Short Jokes

Jokes that are either one liners, puns, knock knock jokes or funny pick up lines as well as some funny insults and comebacks.

Short Jokes

Corona virus is just like pasta.
The Chinese invented it but the Italians will spread it all over the world.
Cell phones are a static symbol.
Excuse me, I just farted over there. Can I stand here with you?
How can you drop an egg six feet without breaking it?
By dropping it seven feet. It won’t break for the first six.
The beauty with bowling is that you can get three strikes, but you still remain in the game.
Yesterday I paid a stranger to knock me unconscious,
shove a foreign object up my butt and film the whole thing!
Or as my doctor insists on calling it... a colonoscopy
What do you call a hospital ward full of epeliptic vegetables?
Seizure salad
A talking horse walks into a bar one day.
He goes up to the manager and asks him, "Excuse me, good sir, are you hiring?"
The manager is surprised to see a talking horse and he looks him up and down before saying, "Sorry, we're not hiring. Why don't you try the circus?"
The horse says, "Why would the circus need a bartender?"
“I have decided to cast my vote for any political candidate whose platform adds Monday to the weekend.”
What’s green and has wheels?
Grass, I lied about the wheels.
How do you make a duck sing soul music?
Put him in the microwave until his Bill Withers
What is the brain's favorite television channel?
The Neural Network.
Heard about the beaver who can split huge logs with his eyes? Yes, he just saw the logs, and they broke into two.
What do you call a skeleton with no friends?
Bonely.
Why did the deer get braces?
Because he had buck teeth.
Knock, knock.
Who's there?
Doris.
Doris who?
The Doris locked, why do you think I'm knocking?
Why do turkeys always go, "gobble, gobble"? Because they never learned good table manners!
Six out of seven dwarfs aren’t Happy.
What do you call a very little cherry? Pit-iful.
What do you call a serial killer on acid?
Jack the tripper.
After 30 years of marriage, I can both proudly and firmly declare that I still wear the pants in my family...
My wife just tells me which ones to wear.
Why did Chuck Norris wear knee pads?
He never liked Bruised Knee.
My dog loves Star Wars.
His favorite character is Chew-bark-a.
What does an evil penguin lay?
Deviled eggs.
I had a job circumcising elephants.
The base salary wasn't great, but the tips were huge.

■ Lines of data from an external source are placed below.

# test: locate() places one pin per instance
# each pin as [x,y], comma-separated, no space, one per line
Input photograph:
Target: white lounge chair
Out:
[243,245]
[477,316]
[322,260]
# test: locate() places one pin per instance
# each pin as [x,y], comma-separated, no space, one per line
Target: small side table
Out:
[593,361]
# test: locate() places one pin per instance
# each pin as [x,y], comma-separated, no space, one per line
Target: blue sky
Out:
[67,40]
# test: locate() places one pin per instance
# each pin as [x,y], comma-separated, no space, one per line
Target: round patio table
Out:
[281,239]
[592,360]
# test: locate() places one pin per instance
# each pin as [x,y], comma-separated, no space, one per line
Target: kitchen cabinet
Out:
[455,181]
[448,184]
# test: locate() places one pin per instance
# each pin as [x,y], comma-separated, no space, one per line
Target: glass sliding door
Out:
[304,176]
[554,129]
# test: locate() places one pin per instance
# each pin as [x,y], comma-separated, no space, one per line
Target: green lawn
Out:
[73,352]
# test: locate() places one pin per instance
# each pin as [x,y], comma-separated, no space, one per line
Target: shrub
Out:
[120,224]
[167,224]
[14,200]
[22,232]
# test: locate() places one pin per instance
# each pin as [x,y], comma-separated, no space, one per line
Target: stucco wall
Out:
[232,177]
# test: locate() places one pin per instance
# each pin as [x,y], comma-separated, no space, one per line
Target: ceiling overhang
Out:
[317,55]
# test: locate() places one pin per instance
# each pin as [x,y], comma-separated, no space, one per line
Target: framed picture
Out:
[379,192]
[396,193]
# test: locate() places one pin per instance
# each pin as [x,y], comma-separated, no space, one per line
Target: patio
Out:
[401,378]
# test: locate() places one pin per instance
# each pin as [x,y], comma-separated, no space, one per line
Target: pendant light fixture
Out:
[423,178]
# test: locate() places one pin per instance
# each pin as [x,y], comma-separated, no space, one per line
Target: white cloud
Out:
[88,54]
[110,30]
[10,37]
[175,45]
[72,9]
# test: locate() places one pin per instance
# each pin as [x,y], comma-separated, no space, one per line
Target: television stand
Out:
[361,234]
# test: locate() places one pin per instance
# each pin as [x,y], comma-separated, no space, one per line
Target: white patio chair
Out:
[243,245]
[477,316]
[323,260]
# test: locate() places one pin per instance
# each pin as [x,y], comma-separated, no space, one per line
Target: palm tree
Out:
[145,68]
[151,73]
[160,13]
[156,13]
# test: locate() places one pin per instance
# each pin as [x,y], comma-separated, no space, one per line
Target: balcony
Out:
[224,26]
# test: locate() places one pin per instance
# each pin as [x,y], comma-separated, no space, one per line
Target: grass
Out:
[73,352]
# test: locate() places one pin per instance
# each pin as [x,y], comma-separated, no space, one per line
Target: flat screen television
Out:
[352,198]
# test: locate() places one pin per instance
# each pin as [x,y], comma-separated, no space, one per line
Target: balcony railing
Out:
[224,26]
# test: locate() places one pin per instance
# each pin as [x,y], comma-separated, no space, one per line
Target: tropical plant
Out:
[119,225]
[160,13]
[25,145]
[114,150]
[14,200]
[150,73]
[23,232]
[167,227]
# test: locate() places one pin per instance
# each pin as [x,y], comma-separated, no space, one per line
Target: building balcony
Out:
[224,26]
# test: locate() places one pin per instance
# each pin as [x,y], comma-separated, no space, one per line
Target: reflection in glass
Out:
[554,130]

"A good run is like a cup of coffee. I'm much nicer after I've had one."
Unknown
You are as cute and cuddly as a Koala.
Nothing lasts forever. Can you be my nothing?
There was an enchanting young bride,
Who ate many green apples and died.
The apples fermented,
inside the lamented,
and made cider inside her inside.
I seem to find a way of sneaking chocolate into movie theaters..

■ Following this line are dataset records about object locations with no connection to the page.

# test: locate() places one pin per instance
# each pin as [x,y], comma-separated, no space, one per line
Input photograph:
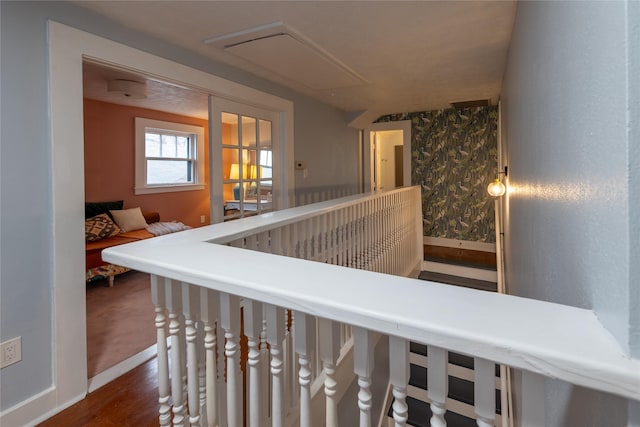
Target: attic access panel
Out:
[278,48]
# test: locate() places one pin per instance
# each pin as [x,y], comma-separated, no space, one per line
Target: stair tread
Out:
[420,414]
[461,263]
[459,389]
[458,281]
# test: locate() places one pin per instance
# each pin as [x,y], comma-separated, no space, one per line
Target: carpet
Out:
[120,320]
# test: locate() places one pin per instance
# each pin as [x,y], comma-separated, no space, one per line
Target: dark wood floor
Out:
[131,400]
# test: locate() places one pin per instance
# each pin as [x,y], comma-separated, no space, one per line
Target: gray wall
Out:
[25,203]
[570,216]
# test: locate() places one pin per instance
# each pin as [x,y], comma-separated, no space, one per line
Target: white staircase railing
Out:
[211,292]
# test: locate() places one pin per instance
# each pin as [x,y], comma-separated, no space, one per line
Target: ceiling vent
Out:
[284,51]
[470,104]
[127,88]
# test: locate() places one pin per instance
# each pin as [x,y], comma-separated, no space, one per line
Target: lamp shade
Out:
[496,188]
[234,173]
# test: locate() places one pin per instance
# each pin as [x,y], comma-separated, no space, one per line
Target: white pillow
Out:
[129,219]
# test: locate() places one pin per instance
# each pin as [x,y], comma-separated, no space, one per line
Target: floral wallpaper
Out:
[453,158]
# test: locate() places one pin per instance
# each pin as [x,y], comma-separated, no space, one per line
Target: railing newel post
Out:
[158,297]
[190,311]
[174,304]
[363,368]
[437,383]
[399,378]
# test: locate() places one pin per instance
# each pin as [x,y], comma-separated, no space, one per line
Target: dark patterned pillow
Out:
[99,227]
[92,209]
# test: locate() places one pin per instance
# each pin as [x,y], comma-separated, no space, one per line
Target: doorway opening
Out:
[387,156]
[68,49]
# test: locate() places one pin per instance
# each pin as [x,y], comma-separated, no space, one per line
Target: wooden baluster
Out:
[221,385]
[329,334]
[305,341]
[275,336]
[202,370]
[174,304]
[399,378]
[340,237]
[209,304]
[363,367]
[437,384]
[190,309]
[484,392]
[265,371]
[158,297]
[252,329]
[230,322]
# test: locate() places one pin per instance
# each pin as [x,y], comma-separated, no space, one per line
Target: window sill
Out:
[167,189]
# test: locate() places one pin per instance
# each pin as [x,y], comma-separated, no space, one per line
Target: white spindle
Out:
[329,333]
[191,310]
[230,321]
[363,367]
[484,392]
[275,336]
[158,296]
[174,305]
[305,340]
[437,384]
[399,378]
[252,329]
[209,304]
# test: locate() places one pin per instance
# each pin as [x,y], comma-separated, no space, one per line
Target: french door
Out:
[245,152]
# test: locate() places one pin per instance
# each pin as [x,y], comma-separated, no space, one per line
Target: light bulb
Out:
[496,188]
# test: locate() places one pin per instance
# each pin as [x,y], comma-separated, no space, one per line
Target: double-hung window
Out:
[169,157]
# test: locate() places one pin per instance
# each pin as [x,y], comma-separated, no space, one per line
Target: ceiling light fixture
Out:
[128,88]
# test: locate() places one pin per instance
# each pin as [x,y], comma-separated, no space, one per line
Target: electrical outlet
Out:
[11,352]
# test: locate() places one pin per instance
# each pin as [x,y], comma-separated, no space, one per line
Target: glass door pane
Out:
[247,164]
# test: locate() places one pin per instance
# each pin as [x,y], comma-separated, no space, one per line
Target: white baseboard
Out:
[44,405]
[122,368]
[461,271]
[460,244]
[36,409]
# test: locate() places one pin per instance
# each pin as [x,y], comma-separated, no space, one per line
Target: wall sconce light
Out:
[496,188]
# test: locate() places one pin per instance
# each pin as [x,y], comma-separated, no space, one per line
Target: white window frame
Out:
[141,186]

.. I always have a few twix up my sleeve.
Knock Knock
Who's there?
Centipede.
Centipede who?
Centipede on the Christmas tree.
A physics teacher is about to jump off a high bridge
When a friend stops him saying, "Don't do it, you have so much potential."
Easter? I hardly even knew her.
I love almond milk. It’s unlike any udder nut milk.
My Dermatologist was fired today...
He made too many rash decisions.
What do you get when you pick a pig’s nose?
Ham boogers.
How does Bob Marley like his donuts?
Wi’ jam in.
“Most people work just hard enough not to get fired and get paid just enough money not to quit.” — George Carlin
“A bachelor is a guy who never made the same mistake once.” - Phyllis Diller
What do you call a fish with no eyes?
Fishually impaired.
Why did the freezer never graduate?
Because it was set on 0 degrees.
I’m no Thomas Paine, but you and I are Common Sense.
Did you hear about the sea captain who made a special salt-proof boat for the salty waters of the ocean?
It was a sailing solution to cross a saline solution.
There was an Old Man of Whitehaven,
Who danced a quadrille with a raven;
But they said, 'It's absurd
To encourage this bird!'
So they smashed that Old Man of Whitehaven.
It's a nice night for a white rice fight.
It’s really annoying being stuck behind a flamingo in a car. They literally never put their foot down.
My hypothalamus must be secreting serotonin right now because you’re making me happy!
How do you beat a vampire at poker?
Raise the stakes!
“I’m like Pacman when I’m at a party, I eat everything and run away from anyone coming close to me.”
― Unknown
"You'd better be a cardiologist because something about you makes me want to give you my heart."